Tuesday, 3 December, 2019 - 15:30 - 19:30
UBM, 19th Floor, 240 Blackfriars Rd, London SE1 8BF
Event Date & Location
From Sandhurst to the stage, Stewart is a creative inspirational speaker, leadership consultant, artist, actor and much more. 'One of the outstanding Officers of his generation', Stewart's successful Army career stopped as soon as shrapnel from an Improvised Explosive Device smashed into his brain. His narrative is about the new energy that has been released from the destructive force of the explosion that changed his life forever. Stewart’s candid discussion about his own post injury issues with mental health has opened up conversations about depression as a very real and personal issue. His life is about holding two apparently contradictory positions at once: a robust ex-Army Officer and now artist; negative and positive thoughts; a shattered and whole life; a functional and dysfunctional brain; and being powerful, determined and strong yet fragile. The story of his recovery and transformation is a thought provoking, visceral and entertaining perspective that engages audiences and leaves them mesmerised.
Lieutenant Colonel Stewart Hill led his men on two tours to Afghanistan and his inspirational leadership marked him out as someone with a golden future in the British Army. That was until an Improvised Explosive Device sent shrapnel into his skull causing a severe traumatic brain injury in 2009. Gravely injured Stewart nearly didn’t make it but make it he did and his account of his survival, his recovery and his battle with this invisible but hugely devastating injury is powerful and massively inspirational.

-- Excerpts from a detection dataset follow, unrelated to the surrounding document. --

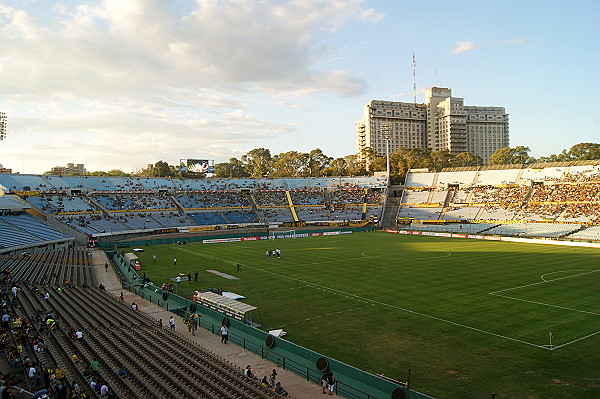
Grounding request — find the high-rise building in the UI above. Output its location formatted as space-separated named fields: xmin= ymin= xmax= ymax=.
xmin=356 ymin=87 xmax=509 ymax=162
xmin=0 ymin=112 xmax=6 ymax=140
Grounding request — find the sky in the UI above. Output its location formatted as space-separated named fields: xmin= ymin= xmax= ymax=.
xmin=0 ymin=0 xmax=600 ymax=174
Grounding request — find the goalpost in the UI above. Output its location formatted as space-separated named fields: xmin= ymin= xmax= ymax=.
xmin=269 ymin=230 xmax=296 ymax=239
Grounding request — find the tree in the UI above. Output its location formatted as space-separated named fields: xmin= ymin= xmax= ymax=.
xmin=271 ymin=151 xmax=308 ymax=177
xmin=451 ymin=152 xmax=483 ymax=166
xmin=306 ymin=148 xmax=333 ymax=177
xmin=426 ymin=150 xmax=452 ymax=172
xmin=242 ymin=148 xmax=273 ymax=178
xmin=567 ymin=143 xmax=600 ymax=161
xmin=215 ymin=158 xmax=249 ymax=178
xmin=106 ymin=169 xmax=129 ymax=177
xmin=488 ymin=146 xmax=535 ymax=165
xmin=344 ymin=154 xmax=367 ymax=176
xmin=150 ymin=161 xmax=174 ymax=177
xmin=323 ymin=158 xmax=349 ymax=176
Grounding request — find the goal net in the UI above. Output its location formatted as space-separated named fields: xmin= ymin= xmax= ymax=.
xmin=269 ymin=230 xmax=296 ymax=239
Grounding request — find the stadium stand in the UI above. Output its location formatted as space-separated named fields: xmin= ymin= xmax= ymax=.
xmin=0 ymin=253 xmax=277 ymax=399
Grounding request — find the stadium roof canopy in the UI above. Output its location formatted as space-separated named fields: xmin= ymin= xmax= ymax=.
xmin=0 ymin=197 xmax=31 ymax=211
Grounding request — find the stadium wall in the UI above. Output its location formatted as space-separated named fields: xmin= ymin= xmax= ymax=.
xmin=98 ymin=227 xmax=375 ymax=249
xmin=106 ymin=241 xmax=433 ymax=399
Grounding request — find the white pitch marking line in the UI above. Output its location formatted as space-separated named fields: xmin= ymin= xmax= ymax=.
xmin=540 ymin=269 xmax=590 ymax=282
xmin=237 ymin=265 xmax=548 ymax=350
xmin=182 ymin=248 xmax=564 ymax=350
xmin=489 ymin=269 xmax=600 ymax=295
xmin=551 ymin=331 xmax=600 ymax=350
xmin=490 ymin=292 xmax=600 ymax=316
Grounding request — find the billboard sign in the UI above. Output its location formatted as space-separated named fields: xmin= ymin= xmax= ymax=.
xmin=180 ymin=159 xmax=215 ymax=175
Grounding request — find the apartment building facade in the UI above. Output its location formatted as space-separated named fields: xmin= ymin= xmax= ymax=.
xmin=356 ymin=87 xmax=509 ymax=162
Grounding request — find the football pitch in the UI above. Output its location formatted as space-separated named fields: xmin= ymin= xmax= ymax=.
xmin=131 ymin=232 xmax=600 ymax=399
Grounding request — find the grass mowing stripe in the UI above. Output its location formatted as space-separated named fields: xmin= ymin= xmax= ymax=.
xmin=177 ymin=241 xmax=548 ymax=350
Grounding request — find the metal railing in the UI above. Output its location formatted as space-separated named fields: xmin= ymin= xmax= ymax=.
xmin=123 ymin=282 xmax=390 ymax=399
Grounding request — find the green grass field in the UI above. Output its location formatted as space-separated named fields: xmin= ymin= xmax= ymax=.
xmin=130 ymin=232 xmax=600 ymax=399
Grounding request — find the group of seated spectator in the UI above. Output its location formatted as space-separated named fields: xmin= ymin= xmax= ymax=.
xmin=175 ymin=191 xmax=250 ymax=209
xmin=252 ymin=190 xmax=288 ymax=206
xmin=290 ymin=189 xmax=325 ymax=205
xmin=329 ymin=189 xmax=365 ymax=210
xmin=93 ymin=194 xmax=175 ymax=211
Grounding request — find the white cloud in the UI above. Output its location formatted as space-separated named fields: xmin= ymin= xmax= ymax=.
xmin=0 ymin=0 xmax=383 ymax=171
xmin=452 ymin=42 xmax=478 ymax=55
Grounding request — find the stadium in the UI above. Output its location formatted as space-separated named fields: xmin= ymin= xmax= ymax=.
xmin=0 ymin=161 xmax=600 ymax=398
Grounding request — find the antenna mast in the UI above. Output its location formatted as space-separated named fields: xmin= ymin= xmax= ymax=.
xmin=413 ymin=53 xmax=417 ymax=104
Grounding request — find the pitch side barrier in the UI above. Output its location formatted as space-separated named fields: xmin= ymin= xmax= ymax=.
xmin=385 ymin=229 xmax=600 ymax=248
xmin=106 ymin=244 xmax=434 ymax=399
xmin=98 ymin=227 xmax=375 ymax=249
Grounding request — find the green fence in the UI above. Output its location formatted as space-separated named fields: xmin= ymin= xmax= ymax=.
xmin=98 ymin=226 xmax=375 ymax=249
xmin=106 ymin=236 xmax=432 ymax=399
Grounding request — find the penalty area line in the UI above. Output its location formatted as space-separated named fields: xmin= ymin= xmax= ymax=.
xmin=236 ymin=265 xmax=549 ymax=350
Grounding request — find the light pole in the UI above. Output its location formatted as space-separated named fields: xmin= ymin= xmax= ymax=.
xmin=379 ymin=122 xmax=392 ymax=187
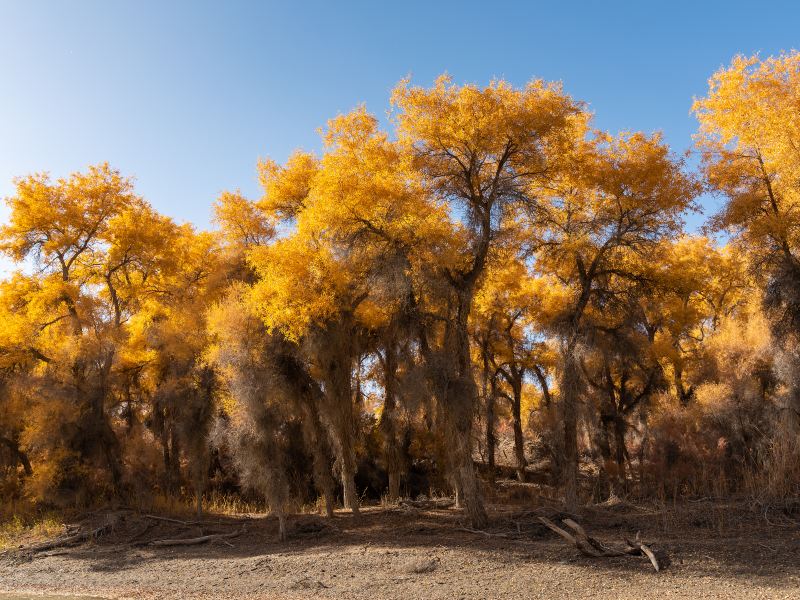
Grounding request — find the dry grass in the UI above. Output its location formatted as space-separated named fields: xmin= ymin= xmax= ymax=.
xmin=0 ymin=506 xmax=64 ymax=551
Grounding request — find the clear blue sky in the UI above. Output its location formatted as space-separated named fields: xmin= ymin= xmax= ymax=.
xmin=0 ymin=0 xmax=800 ymax=248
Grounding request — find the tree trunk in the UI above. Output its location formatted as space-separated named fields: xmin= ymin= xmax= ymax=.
xmin=614 ymin=414 xmax=627 ymax=496
xmin=342 ymin=465 xmax=359 ymax=516
xmin=511 ymin=374 xmax=528 ymax=482
xmin=561 ymin=343 xmax=580 ymax=510
xmin=486 ymin=382 xmax=497 ymax=486
xmin=379 ymin=344 xmax=402 ymax=502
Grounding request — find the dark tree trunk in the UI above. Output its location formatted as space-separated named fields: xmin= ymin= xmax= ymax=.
xmin=511 ymin=373 xmax=528 ymax=482
xmin=379 ymin=344 xmax=403 ymax=502
xmin=560 ymin=341 xmax=580 ymax=510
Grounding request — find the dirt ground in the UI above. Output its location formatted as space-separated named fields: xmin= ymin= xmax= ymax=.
xmin=0 ymin=502 xmax=800 ymax=600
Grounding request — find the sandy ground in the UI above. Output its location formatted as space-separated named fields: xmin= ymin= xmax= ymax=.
xmin=0 ymin=506 xmax=800 ymax=600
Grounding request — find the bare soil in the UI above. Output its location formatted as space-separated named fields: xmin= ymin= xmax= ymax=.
xmin=0 ymin=502 xmax=800 ymax=600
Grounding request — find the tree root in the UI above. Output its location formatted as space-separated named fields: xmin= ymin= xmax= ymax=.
xmin=150 ymin=527 xmax=245 ymax=546
xmin=539 ymin=517 xmax=665 ymax=572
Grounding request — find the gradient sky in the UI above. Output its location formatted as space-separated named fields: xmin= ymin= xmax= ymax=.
xmin=0 ymin=0 xmax=800 ymax=268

He inspires people to think differently, to place their own lives with a fresh perspective and to show how one can continue to grow and develop throughout life.
There is an emerging thread of leadership across his life: exercising the theory of leadership in the Army; questioning leadership and its importance during his recovery; and discovering the essence of leadership during his personal growth and forging a new identity.